Email::MIME::XPath - access MIME documents via XPath queries


Email-MIME-XPath documentation Contained in the Email-MIME-XPath distribution.

Index


Code Index:

NAME

Top

Email::MIME::XPath - access MIME documents via XPath queries

VERSION

Top

Version 0.005

SYNOPSIS

Top

  use Email::MIME;
  use Email::MIME::XPath;

  my $email = Email::MIME->new($data);

  # find just the first text/plain node, no matter how many there are
  my ($part) = $email->xpath_findnodes('//plain');

  # find the only text/html node, and die if there is more than one
  $part = $email->xpath_findnode('//html');

  # look for a png by filename
  $part = $email->xpath_findnode('//png[@filename="image.png"]');

  # retrieve a part by previously-stored address
  my $address = $part->xpath_address;
  # ... later ...
  $part = $email->xpath_findnode(qq{//*[@address="$address"]});

DESCRIPTION

Top

Dealing with MIME messages can be complicated. Frequently you want to display certain parts of a message, while alluding to (linking, summarizing, whatever) other parts in a way that makes them easy to get to later. Sometimes this can go several levels deep, if you're dealing with forwarded messages, bounces, or reports of some kind.

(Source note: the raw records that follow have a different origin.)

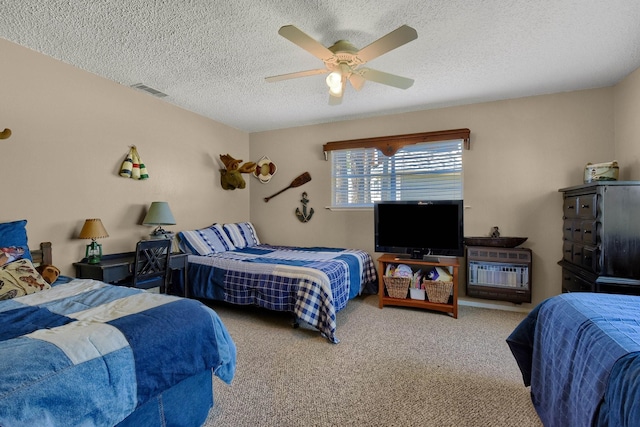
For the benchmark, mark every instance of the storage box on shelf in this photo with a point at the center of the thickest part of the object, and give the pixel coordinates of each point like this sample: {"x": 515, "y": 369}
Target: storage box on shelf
{"x": 449, "y": 306}
{"x": 397, "y": 287}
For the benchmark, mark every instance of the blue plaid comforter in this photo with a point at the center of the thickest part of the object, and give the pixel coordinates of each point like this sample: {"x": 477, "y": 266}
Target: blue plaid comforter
{"x": 313, "y": 283}
{"x": 88, "y": 353}
{"x": 580, "y": 354}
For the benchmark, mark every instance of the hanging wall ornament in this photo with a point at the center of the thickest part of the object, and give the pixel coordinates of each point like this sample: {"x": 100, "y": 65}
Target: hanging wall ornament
{"x": 135, "y": 170}
{"x": 127, "y": 165}
{"x": 132, "y": 167}
{"x": 303, "y": 216}
{"x": 5, "y": 133}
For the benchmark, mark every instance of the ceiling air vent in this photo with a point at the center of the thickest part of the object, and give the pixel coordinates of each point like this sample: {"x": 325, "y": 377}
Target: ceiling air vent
{"x": 149, "y": 90}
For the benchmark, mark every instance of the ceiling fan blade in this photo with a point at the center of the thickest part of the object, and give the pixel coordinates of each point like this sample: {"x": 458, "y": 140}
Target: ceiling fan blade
{"x": 296, "y": 75}
{"x": 334, "y": 100}
{"x": 384, "y": 44}
{"x": 385, "y": 78}
{"x": 294, "y": 35}
{"x": 357, "y": 81}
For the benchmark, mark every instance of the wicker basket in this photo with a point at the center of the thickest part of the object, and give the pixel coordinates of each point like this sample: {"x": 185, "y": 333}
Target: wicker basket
{"x": 437, "y": 291}
{"x": 397, "y": 287}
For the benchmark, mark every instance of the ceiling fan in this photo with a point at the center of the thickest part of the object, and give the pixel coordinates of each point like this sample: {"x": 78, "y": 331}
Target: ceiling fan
{"x": 343, "y": 61}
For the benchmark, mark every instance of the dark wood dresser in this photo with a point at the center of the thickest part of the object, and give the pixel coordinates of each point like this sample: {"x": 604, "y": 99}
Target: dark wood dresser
{"x": 601, "y": 237}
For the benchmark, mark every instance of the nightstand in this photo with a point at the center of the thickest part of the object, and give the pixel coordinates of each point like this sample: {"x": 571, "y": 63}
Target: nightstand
{"x": 115, "y": 268}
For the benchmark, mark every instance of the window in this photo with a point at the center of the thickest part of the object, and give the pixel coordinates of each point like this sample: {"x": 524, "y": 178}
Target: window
{"x": 418, "y": 170}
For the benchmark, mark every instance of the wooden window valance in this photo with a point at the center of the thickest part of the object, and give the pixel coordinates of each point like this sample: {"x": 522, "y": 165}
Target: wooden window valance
{"x": 389, "y": 145}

It is especially referring back to sub-parts of an arbitrarily deep MIME message that is tedious and that this module attempts to make easier.

Most of this module's functionality is provided by Tree::XPathEngine. Refer to its documentation for details. In particular, each of these methods is just a wrapper around the method of the same name with xpath_ removed:

xpath_findnodes

xpath_findnodes_as_string

xpath_findvalue

xpath_exists

xpath_matches

xpath_find

Two other useful methods are made available by Email::MIME::XPath:

xpath_findnode

This is a wrapper around xpath_findnodes that dies if more than one node is matched.

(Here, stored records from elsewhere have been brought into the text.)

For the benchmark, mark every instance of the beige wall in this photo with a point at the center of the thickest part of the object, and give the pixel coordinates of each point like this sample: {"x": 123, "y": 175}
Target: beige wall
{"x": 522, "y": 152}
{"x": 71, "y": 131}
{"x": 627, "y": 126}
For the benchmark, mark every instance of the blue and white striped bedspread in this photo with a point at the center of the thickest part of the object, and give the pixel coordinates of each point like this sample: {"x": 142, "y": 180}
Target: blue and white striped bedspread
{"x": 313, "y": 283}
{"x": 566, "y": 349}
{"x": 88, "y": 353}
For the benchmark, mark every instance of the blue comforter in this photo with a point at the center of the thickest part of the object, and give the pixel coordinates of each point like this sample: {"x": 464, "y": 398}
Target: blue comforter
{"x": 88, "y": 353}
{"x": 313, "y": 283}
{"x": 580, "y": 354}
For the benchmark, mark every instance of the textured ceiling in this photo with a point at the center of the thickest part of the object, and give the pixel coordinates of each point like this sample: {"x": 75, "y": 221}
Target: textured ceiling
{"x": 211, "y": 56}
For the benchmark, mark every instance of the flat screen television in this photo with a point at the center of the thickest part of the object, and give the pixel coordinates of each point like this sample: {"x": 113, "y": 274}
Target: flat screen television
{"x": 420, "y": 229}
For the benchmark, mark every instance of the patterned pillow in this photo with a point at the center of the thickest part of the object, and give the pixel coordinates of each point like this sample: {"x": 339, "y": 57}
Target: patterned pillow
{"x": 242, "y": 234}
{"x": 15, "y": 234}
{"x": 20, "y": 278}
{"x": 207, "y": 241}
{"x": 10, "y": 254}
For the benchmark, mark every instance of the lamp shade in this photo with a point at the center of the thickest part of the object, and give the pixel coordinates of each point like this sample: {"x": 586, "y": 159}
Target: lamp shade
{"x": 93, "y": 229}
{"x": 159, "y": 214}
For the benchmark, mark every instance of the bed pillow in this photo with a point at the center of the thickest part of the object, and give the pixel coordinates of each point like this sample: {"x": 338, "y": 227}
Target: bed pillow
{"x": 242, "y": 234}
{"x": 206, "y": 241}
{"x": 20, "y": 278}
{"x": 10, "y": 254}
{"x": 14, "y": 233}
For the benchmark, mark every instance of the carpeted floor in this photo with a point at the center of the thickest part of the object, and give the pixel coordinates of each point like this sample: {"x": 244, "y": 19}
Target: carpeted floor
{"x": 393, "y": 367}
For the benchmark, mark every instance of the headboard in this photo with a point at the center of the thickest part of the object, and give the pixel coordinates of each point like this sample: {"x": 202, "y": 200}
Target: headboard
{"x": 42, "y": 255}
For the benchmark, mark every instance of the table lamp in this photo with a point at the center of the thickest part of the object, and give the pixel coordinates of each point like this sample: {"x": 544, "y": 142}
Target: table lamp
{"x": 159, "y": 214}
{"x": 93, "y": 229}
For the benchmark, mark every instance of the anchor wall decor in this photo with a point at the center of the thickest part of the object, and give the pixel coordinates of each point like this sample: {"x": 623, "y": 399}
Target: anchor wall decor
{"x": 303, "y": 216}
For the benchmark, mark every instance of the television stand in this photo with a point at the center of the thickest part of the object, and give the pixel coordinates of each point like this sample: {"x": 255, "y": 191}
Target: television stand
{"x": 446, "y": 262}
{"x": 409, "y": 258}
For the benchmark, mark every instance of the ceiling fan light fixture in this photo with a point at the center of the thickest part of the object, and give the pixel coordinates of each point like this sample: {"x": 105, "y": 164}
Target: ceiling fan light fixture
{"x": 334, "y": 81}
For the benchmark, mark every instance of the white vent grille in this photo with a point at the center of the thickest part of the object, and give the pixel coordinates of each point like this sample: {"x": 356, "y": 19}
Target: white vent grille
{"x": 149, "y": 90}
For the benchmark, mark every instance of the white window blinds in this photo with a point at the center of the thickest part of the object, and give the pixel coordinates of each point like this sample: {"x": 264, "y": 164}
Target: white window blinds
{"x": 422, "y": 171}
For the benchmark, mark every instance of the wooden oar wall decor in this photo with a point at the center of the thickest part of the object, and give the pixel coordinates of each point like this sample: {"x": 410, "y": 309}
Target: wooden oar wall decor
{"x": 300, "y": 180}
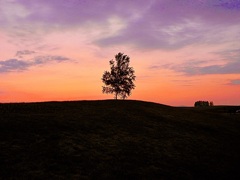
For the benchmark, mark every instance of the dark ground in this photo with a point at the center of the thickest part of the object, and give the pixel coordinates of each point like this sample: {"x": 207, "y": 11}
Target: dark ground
{"x": 118, "y": 140}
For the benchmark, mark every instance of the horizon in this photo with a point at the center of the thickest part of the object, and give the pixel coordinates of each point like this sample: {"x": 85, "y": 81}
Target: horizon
{"x": 181, "y": 51}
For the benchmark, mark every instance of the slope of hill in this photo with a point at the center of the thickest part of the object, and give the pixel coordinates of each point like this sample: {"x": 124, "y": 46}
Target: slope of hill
{"x": 117, "y": 140}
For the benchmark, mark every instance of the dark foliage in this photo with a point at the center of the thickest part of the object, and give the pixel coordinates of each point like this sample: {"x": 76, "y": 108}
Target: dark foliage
{"x": 119, "y": 80}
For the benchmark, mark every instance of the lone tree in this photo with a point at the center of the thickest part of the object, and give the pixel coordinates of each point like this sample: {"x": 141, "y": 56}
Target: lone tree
{"x": 119, "y": 81}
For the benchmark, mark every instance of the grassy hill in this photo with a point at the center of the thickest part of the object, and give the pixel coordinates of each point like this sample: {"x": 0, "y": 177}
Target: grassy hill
{"x": 117, "y": 140}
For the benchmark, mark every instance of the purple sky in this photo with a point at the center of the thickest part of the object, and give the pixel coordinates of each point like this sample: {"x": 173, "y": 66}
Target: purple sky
{"x": 186, "y": 38}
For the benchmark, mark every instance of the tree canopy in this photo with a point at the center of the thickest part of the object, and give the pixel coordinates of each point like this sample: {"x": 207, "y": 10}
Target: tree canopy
{"x": 119, "y": 80}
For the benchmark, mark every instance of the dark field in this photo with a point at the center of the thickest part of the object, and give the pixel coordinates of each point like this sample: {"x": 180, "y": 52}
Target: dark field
{"x": 118, "y": 140}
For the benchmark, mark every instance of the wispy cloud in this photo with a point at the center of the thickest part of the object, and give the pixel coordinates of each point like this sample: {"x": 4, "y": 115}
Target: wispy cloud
{"x": 170, "y": 24}
{"x": 197, "y": 68}
{"x": 16, "y": 65}
{"x": 235, "y": 82}
{"x": 13, "y": 65}
{"x": 24, "y": 52}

TODO: should this also die if no nodes are found?

xpath_address

This method returns a per-message unique address for a particular part. This address is also available as the 'address' attribute in XPath queries; see Attributes.

DOM

Top

XPath expects to work on a tree that is DOM-like. MIME documents are trees, and this module fakes up enough structure to make XPath useful.

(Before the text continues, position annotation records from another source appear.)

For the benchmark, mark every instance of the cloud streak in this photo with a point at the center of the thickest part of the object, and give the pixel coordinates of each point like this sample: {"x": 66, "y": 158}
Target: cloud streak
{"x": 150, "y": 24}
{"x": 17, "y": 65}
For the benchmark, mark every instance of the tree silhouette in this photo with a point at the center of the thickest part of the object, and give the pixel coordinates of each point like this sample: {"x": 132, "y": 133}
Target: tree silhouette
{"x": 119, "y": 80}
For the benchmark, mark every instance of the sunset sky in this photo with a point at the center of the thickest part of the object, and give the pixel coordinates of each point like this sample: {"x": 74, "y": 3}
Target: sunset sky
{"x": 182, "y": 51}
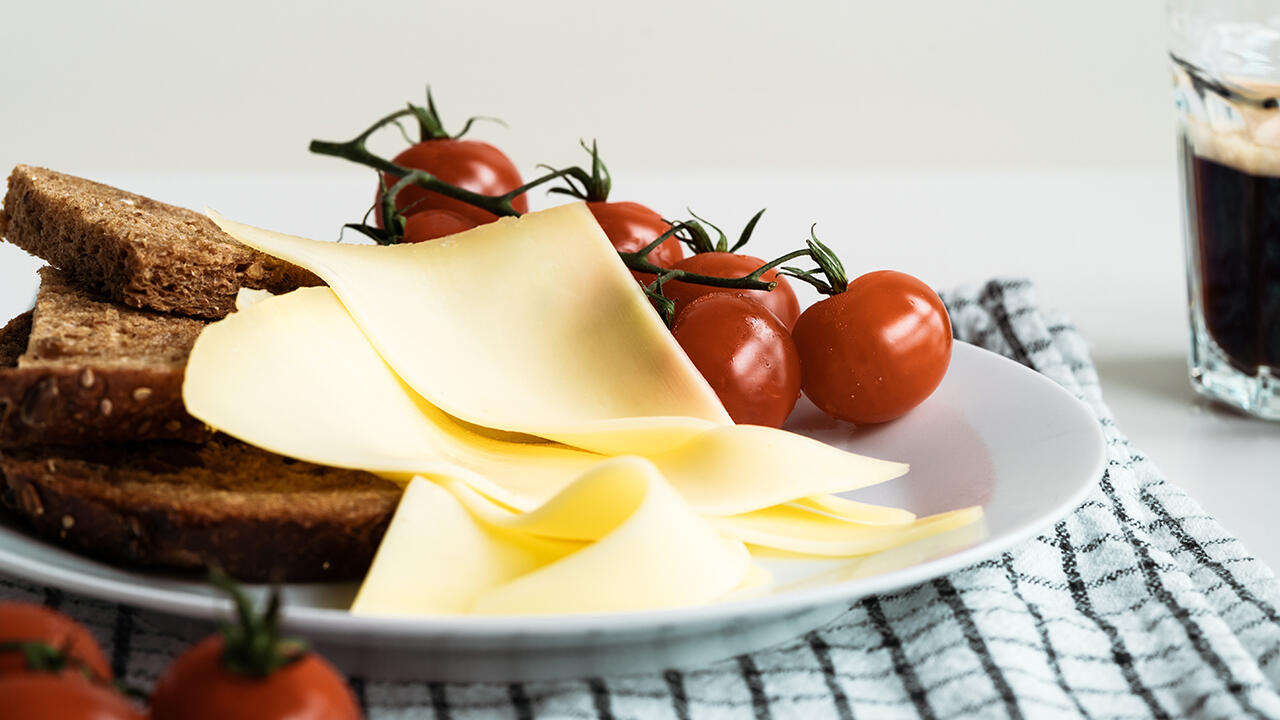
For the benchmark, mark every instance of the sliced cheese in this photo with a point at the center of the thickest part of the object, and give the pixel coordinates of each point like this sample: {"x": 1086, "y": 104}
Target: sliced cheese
{"x": 561, "y": 452}
{"x": 296, "y": 376}
{"x": 530, "y": 326}
{"x": 435, "y": 559}
{"x": 795, "y": 529}
{"x": 647, "y": 550}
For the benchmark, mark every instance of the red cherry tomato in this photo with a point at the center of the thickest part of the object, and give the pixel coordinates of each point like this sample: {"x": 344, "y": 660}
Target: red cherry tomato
{"x": 745, "y": 354}
{"x": 23, "y": 621}
{"x": 200, "y": 687}
{"x": 469, "y": 164}
{"x": 62, "y": 696}
{"x": 877, "y": 350}
{"x": 432, "y": 224}
{"x": 781, "y": 300}
{"x": 631, "y": 227}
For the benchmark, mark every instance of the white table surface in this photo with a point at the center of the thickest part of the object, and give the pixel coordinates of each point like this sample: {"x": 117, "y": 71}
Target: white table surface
{"x": 1102, "y": 246}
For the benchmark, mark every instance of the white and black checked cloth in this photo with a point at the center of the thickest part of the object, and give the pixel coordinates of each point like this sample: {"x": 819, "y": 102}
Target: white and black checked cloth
{"x": 1136, "y": 605}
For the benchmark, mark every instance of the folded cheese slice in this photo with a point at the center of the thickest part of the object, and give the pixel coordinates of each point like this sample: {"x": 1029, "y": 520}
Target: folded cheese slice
{"x": 560, "y": 450}
{"x": 296, "y": 376}
{"x": 643, "y": 548}
{"x": 529, "y": 326}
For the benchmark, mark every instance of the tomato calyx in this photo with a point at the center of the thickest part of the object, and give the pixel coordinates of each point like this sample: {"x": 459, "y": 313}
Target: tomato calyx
{"x": 595, "y": 187}
{"x": 430, "y": 127}
{"x": 252, "y": 642}
{"x": 828, "y": 265}
{"x": 699, "y": 240}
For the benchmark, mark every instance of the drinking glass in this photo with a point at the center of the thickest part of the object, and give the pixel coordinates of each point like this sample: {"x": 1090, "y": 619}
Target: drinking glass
{"x": 1225, "y": 62}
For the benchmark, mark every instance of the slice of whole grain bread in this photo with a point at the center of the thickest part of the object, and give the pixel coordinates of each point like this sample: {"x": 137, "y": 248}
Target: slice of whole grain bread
{"x": 136, "y": 250}
{"x": 257, "y": 515}
{"x": 92, "y": 370}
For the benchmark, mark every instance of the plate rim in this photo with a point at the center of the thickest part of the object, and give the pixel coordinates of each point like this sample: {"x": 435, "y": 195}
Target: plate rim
{"x": 330, "y": 623}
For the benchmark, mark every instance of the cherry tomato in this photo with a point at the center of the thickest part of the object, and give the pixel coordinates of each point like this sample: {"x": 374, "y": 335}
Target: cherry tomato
{"x": 21, "y": 621}
{"x": 874, "y": 351}
{"x": 631, "y": 226}
{"x": 62, "y": 696}
{"x": 200, "y": 687}
{"x": 432, "y": 224}
{"x": 781, "y": 300}
{"x": 469, "y": 164}
{"x": 745, "y": 354}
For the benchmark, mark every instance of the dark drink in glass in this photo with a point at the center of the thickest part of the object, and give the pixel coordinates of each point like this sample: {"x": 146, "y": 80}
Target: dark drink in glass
{"x": 1226, "y": 81}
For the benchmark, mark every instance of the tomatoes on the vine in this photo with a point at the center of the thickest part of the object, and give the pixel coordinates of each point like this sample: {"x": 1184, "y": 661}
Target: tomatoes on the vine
{"x": 199, "y": 686}
{"x": 432, "y": 224}
{"x": 876, "y": 350}
{"x": 631, "y": 227}
{"x": 745, "y": 354}
{"x": 64, "y": 696}
{"x": 22, "y": 623}
{"x": 469, "y": 164}
{"x": 781, "y": 300}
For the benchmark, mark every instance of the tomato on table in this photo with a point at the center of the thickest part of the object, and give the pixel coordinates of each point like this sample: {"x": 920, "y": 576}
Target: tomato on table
{"x": 745, "y": 354}
{"x": 248, "y": 671}
{"x": 200, "y": 686}
{"x": 631, "y": 227}
{"x": 876, "y": 350}
{"x": 469, "y": 164}
{"x": 432, "y": 224}
{"x": 27, "y": 623}
{"x": 63, "y": 696}
{"x": 781, "y": 300}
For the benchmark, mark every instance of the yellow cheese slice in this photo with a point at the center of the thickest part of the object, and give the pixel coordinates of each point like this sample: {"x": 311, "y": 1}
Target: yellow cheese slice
{"x": 647, "y": 550}
{"x": 529, "y": 326}
{"x": 855, "y": 511}
{"x": 293, "y": 374}
{"x": 565, "y": 455}
{"x": 795, "y": 529}
{"x": 435, "y": 559}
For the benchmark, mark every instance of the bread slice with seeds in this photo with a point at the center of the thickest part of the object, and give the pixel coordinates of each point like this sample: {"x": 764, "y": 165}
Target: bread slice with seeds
{"x": 174, "y": 505}
{"x": 92, "y": 370}
{"x": 136, "y": 250}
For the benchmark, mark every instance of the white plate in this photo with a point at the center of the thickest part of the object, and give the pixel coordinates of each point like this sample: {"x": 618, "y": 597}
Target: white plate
{"x": 995, "y": 434}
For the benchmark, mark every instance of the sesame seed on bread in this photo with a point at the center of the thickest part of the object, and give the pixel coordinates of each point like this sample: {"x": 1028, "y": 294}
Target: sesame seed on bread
{"x": 92, "y": 370}
{"x": 136, "y": 250}
{"x": 176, "y": 505}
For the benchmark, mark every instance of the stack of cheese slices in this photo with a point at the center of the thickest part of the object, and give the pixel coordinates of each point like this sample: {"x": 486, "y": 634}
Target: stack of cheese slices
{"x": 561, "y": 454}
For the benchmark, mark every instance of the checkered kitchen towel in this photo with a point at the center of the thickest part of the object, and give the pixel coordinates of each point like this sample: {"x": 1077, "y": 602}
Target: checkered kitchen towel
{"x": 1136, "y": 605}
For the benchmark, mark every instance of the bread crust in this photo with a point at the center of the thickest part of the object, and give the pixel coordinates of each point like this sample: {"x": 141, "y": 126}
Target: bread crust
{"x": 136, "y": 250}
{"x": 161, "y": 505}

Elements (MIME parts) are given a name that corresponds to the second part of their Content-Type, e.g.

  multipart/mixed = 'mixed'
  text/plain      = 'plain'

I am open to changing this. In particular, I would have just used the entire Content-Type, but using '/' in names would have been problematic and I didn't want to replace it with something else. Most of names should be unique, anyway; I've never seen 'multipart/png' or 'image/html'. Feel free to enlighten me.

Attributes

subject

from

to

cc

content_type

All of these attributes are pulled directly from the headers.

filename

For parts with a Content-Disposition header, the filename is pulled from it.

address

This attribute is assigned by Email::MIME::XPath as it crawls through the MIME structure (see GUTS). For any given top-level MIME document, the address attribute for each subpart will be stable over time. If you do your XPath queries from somewhere other than the top-level MIME part, the addresses will be different and probably not very useful.

Do not depend on any particular value for any particular address; it should only be used for temporary reference, not permanent storage. In particular, it may change between versions of Email::MIME::XPath, though such changes will be announced ahead of time. In the future, it may be possible to specify how addresses should be assigned on a per-application basis; presumably then they could be depended on.

GUTS

Top

This module does a few odd things to work around unfriendly behavior in Email::MIME. For example, Email::MIME lets MIME parts be used in several larger MIME documents at once. Not only do individual parts not know what their parent is, they *can't* know, because a single part could be in multiple trees at once. Email::MIME::XPath tries to impose a tree structure on relevant MIME objects without getting in the way, but there are undoubtedly bugs and unexpected behavior that will arise.

TODO

Top

Some of the XPath supported by Tree::XPathEngine doesn't work yet, in particular doing anything with siblings. Other syntax may work, but in general it is not yet thoroughly tested.

SEE ALSO

Top

Tree::XPathEngine, Email::MIME

AUTHOR

Top

Hans Dieter Pearcey, <hdp at cpan.org>

BUGS

Top

Please report any bugs or feature requests to bug-email-mime-xpath at rt.cpan.org, or through the web interface at http://rt.cpan.org/NoAuth/ReportBug.html?Queue=Email-MIME-XPath. I will be notified, and then you'll automatically be notified of progress on your bug as I make changes.

SUPPORT

Top

You can find documentation for this module with the perldoc command.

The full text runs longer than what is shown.